19. Marbury v. Madison determined the legal body possessed the power of judicial review and could invalidate laws
Following the defeat of the Federalists in the presidential election of 1800, the outgoing and ungracious John Adams and his supporters sought to stack federal offices with “anti-Jeffersonians”. Nominating nearly sixty individuals to circuit judge positions on March 2, 1801 – two days before the end of his term – these so-called “Midnight Judges” were confirmed en masse by the Senate and writs were sent out confirming their appointments. However, with Jefferson taking office on March 4, not all of these notices reached their recipients in time and Jefferson promptly canceled all those outstanding claiming the offers had become consequently void.
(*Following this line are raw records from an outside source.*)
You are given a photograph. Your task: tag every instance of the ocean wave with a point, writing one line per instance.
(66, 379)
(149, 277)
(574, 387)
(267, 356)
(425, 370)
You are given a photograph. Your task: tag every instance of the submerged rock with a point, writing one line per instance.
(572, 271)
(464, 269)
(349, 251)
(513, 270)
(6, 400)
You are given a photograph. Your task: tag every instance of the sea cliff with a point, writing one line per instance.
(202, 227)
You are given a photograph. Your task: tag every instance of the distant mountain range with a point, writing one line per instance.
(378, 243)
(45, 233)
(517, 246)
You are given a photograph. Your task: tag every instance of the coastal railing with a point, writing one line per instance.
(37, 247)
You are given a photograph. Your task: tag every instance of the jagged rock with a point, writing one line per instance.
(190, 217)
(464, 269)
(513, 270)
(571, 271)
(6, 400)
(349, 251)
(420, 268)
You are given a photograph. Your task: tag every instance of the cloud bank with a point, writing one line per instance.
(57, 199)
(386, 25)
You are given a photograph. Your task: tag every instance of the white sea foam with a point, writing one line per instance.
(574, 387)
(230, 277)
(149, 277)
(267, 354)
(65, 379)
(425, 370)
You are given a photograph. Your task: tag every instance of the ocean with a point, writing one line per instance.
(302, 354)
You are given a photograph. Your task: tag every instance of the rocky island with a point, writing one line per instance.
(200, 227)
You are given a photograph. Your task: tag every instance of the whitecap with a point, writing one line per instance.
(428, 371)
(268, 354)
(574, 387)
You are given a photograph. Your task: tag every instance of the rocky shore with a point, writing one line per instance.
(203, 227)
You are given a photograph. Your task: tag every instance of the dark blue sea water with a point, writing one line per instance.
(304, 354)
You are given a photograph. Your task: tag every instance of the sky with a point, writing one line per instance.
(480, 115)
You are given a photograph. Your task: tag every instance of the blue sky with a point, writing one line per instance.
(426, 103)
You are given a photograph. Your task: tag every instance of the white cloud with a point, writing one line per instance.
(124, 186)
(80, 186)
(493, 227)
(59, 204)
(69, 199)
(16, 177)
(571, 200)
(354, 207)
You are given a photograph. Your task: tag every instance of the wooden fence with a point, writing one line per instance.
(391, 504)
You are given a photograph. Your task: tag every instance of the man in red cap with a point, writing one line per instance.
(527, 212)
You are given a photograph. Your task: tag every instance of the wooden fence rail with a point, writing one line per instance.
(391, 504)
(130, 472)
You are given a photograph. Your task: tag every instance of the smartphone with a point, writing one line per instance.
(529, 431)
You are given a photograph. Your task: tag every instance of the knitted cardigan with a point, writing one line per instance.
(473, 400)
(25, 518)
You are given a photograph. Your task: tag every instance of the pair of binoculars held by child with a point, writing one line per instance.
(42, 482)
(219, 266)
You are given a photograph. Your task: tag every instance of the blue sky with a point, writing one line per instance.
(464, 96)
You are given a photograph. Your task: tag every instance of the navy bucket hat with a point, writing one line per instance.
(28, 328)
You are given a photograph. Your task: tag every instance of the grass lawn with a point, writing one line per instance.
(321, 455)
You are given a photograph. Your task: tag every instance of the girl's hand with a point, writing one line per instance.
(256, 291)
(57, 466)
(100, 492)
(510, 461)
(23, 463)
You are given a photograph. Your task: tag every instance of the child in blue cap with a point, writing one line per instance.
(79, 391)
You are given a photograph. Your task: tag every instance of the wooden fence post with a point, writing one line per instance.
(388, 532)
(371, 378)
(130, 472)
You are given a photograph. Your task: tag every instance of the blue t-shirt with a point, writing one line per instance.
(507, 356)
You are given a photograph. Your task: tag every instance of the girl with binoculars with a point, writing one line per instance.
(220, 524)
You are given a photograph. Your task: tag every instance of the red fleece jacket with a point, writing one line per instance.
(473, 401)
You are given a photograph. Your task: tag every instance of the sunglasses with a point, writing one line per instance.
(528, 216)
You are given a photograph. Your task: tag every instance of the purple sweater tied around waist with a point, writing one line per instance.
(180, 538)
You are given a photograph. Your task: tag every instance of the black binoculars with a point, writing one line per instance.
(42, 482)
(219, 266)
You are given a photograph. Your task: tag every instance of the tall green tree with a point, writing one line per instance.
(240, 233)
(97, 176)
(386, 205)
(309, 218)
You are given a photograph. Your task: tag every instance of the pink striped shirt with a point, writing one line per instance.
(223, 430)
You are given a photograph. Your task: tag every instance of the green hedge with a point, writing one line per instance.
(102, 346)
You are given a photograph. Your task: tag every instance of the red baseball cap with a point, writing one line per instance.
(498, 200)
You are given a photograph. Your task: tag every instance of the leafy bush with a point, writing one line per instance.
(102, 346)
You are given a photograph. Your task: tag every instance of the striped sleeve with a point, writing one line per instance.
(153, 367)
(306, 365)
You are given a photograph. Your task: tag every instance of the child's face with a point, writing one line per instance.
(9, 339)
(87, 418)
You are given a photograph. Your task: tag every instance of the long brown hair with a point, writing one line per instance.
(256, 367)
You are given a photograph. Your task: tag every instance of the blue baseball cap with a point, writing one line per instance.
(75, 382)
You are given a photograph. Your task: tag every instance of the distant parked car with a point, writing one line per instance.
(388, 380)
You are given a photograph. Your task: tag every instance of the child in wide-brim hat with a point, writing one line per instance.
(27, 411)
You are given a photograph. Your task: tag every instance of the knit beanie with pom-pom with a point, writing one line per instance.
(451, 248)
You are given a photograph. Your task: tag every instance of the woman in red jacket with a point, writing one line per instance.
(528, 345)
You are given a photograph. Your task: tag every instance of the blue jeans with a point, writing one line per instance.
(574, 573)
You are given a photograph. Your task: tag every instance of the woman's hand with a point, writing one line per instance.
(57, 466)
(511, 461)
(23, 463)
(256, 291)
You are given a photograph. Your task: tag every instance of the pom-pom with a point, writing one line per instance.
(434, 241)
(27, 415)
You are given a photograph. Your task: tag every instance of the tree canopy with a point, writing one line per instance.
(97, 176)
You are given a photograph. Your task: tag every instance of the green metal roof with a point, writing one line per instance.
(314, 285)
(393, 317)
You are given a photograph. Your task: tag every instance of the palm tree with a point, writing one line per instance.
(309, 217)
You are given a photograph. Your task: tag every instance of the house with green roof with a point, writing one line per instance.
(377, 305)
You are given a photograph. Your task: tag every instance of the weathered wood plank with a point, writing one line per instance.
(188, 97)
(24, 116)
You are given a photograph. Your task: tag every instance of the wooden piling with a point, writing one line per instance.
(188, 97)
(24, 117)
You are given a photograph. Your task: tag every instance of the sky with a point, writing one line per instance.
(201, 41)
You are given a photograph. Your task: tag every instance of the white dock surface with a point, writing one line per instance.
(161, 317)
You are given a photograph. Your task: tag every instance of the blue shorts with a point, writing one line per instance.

William Marbury, a passionate supporter of Adams denied his seat by the new Secretary of State James Madison, filed suit against Madison in December 1801 for his refusal to deliver his commission. Although siding with Marbury, noting Madison’s refusal to deliver the commission was illegal, the Supreme Court did not order his compliance. Instead, Chief Justice John Marshall announced the law which gave the court the authority to examine the situation – the Judiciary Act of 1789 – had expanded the court’s jurisdiction beyond constitutional limits. Striking down the foundational law, the Supreme Court asserted the now-famous power of judicial review to invalidate laws found to violate the United States Constitution.